This latest work provides fascinating insights into the panda’s rise to its current popularity, charting the history of these elusive animals from their first official ‘discovery’ by a French missionary in 1869 to their status today.
The author gives us a timeline of China’s political history since the discovery of the first giant panda.
Along with outlining the natural history of the animal, he parallels its rise to world status with China’s rise from being an oppressed western colony to a world superpower, self-sufficient and, for sheer scale, surpassing any other economy.
He has the skill, rare among scientists, of explaining science in a clear and appealing manner. His writing is easygoing yet informative, and will be accessible to any reader with in an interest in nature.
The book is in three main sections, the first entitled ‘Extraction’, which charts the search for and discovery of the Giant Panda by the Europeans.

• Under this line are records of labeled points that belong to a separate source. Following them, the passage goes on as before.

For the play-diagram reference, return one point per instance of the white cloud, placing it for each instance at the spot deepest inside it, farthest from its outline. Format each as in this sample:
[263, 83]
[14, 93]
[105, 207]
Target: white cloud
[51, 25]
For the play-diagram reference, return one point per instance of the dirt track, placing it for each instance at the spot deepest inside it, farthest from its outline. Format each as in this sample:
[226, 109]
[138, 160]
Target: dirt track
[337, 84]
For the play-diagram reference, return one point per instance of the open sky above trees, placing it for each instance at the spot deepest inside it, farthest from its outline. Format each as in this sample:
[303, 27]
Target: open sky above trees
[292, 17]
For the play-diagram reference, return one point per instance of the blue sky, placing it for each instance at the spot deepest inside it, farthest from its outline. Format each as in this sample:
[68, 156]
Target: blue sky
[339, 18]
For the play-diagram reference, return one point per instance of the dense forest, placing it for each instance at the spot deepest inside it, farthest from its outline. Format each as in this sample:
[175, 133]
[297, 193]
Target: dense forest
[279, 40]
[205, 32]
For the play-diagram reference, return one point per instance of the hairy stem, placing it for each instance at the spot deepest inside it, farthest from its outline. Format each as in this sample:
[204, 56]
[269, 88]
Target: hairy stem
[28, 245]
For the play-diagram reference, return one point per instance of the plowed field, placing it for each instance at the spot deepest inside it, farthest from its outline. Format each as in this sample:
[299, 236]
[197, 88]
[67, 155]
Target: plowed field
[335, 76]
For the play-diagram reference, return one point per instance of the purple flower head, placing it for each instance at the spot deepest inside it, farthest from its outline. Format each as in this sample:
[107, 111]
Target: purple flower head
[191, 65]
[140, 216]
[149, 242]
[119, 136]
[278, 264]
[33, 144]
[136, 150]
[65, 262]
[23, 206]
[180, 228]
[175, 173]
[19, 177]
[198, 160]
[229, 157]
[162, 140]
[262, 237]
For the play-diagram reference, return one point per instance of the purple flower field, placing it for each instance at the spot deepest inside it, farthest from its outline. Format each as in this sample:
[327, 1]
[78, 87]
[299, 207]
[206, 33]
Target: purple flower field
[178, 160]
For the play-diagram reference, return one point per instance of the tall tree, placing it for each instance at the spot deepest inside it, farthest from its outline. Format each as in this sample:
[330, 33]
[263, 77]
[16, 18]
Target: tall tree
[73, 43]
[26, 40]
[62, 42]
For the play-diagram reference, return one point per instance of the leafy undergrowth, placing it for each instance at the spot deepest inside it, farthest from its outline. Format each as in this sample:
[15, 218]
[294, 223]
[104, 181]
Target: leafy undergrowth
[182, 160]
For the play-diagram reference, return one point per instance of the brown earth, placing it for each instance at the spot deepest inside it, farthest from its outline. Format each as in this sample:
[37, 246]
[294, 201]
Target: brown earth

Until 1869 pandas were unheard of outside their habitat and then only seldom seen by the native people. There were some uncertain descriptions but, incredibly, not one drawing until the 19th century.
The author begins with a section describing the early days of panda discovery, from the first sightings by white men to the numerous trophy-hunters who followed, and on to the arrival of the first live specimens in western zoos.
He also explains how, surprisingly, some of these trophy-hunters were forerunners of conservation. Their dangerous and often foolhardy excursions into the unforgiving terrain and volatile political situation to obtain skins were often performed with a view to educating the people of Europe about this magnificent beast.
By showing these specimens in the natural history museums at home they would inform the world of their existence.
“It is only with great understanding of the natural world, with the hard evidence laid down in natural history collections, that a conservation ethic could emerge,” he writes.
The second section, entitled ‘Abstraction’, explains how the panda gained a new importance as a political and diplomatic tool for China. It became a national icon, something to be proud of and to protect. The Chinese government gifted many live specimens to various nations for diverse political reasons, even giving two to America after Richard Nixon’s wife saw them at a zoo during the first-ever US presidential visit to China.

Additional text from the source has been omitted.